Besides the gross illegality of dispatching a fighter jet and phoning in a phony bomb threat, the brazen attack on Protasevich, media freedom and the flying public represents a serious escalation in authoritarian leaders’ quest to punish critics beyond — or in this case high above — their borders. As such, it requires a similarly dramatic response, including an escalation in the world’s efforts to protect writers and journalists who dare to criticize the powerful.
It’s important to understand why exactly Protasevich became a target. Since he was a teenager, he has been part of a bold coterie of Belarusian free expression defenders, journalists, writers and bloggers who’ve put their own lives and livelihoods on the line to battle an increasingly repressive regime. Closely allied with its neighbor Russia, Belarus is often described as the last dictatorship in Europe, having been run with an iron fist by Lukashenko since 1994.

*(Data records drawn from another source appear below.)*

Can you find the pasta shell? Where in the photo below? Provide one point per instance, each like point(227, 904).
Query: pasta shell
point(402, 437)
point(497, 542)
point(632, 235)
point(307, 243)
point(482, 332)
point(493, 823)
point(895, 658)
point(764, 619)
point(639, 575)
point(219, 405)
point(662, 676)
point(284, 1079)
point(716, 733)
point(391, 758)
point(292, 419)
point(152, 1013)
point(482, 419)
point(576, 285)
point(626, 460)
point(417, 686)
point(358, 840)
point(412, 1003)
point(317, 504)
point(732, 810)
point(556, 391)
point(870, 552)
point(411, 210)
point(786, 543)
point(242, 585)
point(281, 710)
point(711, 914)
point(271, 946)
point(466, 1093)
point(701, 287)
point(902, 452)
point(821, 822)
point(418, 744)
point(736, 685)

From self-imposed exile in Lithuania, Protasevich managed two crucial Telegram channels that provided independent, live coverage of the bogus election last summer and the massive, citizen-led protest movement that has rocked the country and threatened the rule of Lukashenko. Indeed, Protasevich’s influence is now dramatically clear, given the lengths Lukashenko has gone to capture him.
Lukashenko’s ability to hold on to power over the past three decades is intimately connected to his ability to control information and squelch dissent. Since the fall of the Soviet Union, Belarus has had a limited free press and narrow space for free expression. Lukashenko has thus been able to tightly control information, along with the country’s media.
But technology — and the will of Belarus’ writers and journalists — have outpaced Lukashenko’s control. That came to a head last summer, when instead of acquiescing to yet another stolen election, Belarus’ populace rose up, communicating across borders and sidestepping censorship to reveal the extent of Lukashenko’s malfeasance and cruelty. Risking their own safety, citizen journalists documented the screams of torture victims from within prison walls in the capital Minsk.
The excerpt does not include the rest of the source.